De segunda a sábado, ele percorre 50 km de Itaquaquecetuba até a Barão. “A segurança melhorou muito nos últimos meses, mas ainda há arrombamentos noturnos”, conta. “Durante o dia, como ocorre em outras regiões da cidade, gangues de bike atuam por toda a parte”, diz o segurança, ele próprio vítima do bando.
“A alameda parece ter uma característica em cada quarteirão”, opina. O último, por exemplo, poderia, nas palavras dele, estar em Perdizes, no Pacaembu ou até mesmo nos Jardins.

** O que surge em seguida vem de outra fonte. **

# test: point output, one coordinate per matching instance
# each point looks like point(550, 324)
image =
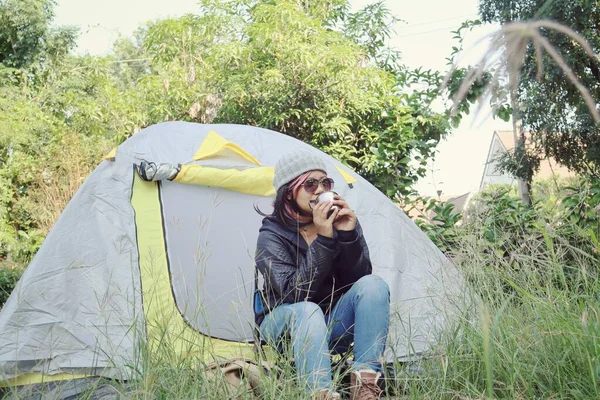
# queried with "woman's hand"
point(324, 224)
point(345, 219)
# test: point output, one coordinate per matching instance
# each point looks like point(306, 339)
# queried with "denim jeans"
point(361, 315)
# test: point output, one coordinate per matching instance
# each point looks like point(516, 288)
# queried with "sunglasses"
point(311, 185)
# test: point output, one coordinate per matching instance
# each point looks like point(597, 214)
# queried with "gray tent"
point(131, 262)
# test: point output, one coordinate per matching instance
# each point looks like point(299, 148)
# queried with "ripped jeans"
point(361, 315)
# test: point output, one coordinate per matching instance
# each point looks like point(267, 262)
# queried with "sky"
point(423, 37)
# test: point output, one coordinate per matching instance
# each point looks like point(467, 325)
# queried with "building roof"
point(548, 166)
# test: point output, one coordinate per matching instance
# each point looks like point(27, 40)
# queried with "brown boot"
point(363, 385)
point(326, 394)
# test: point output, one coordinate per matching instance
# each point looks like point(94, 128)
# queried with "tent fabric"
point(167, 263)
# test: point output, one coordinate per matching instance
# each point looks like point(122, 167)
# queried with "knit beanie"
point(294, 164)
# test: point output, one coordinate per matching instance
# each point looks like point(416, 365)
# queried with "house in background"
point(503, 142)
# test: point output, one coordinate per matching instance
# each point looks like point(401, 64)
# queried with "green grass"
point(536, 334)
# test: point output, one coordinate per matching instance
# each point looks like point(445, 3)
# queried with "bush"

“Quanto menos lojas, bares, restaurantes, mais cinzenta a área fica”, afirma. Difícil discordar dele. Basta assistir ao vaivém de pessoas entre os estabelecimentos da via para perceber essa diversidade comercial.
Nesses 57 anos dedicados à “boca”, Dauria calcula ter comercializado uns 5.000 veículos. O veterano vendedor de carros antigos, que não pensa em parar tão cedo, tem planos para o futuro: “Ainda quero tentar vender ao menos um carro voador”.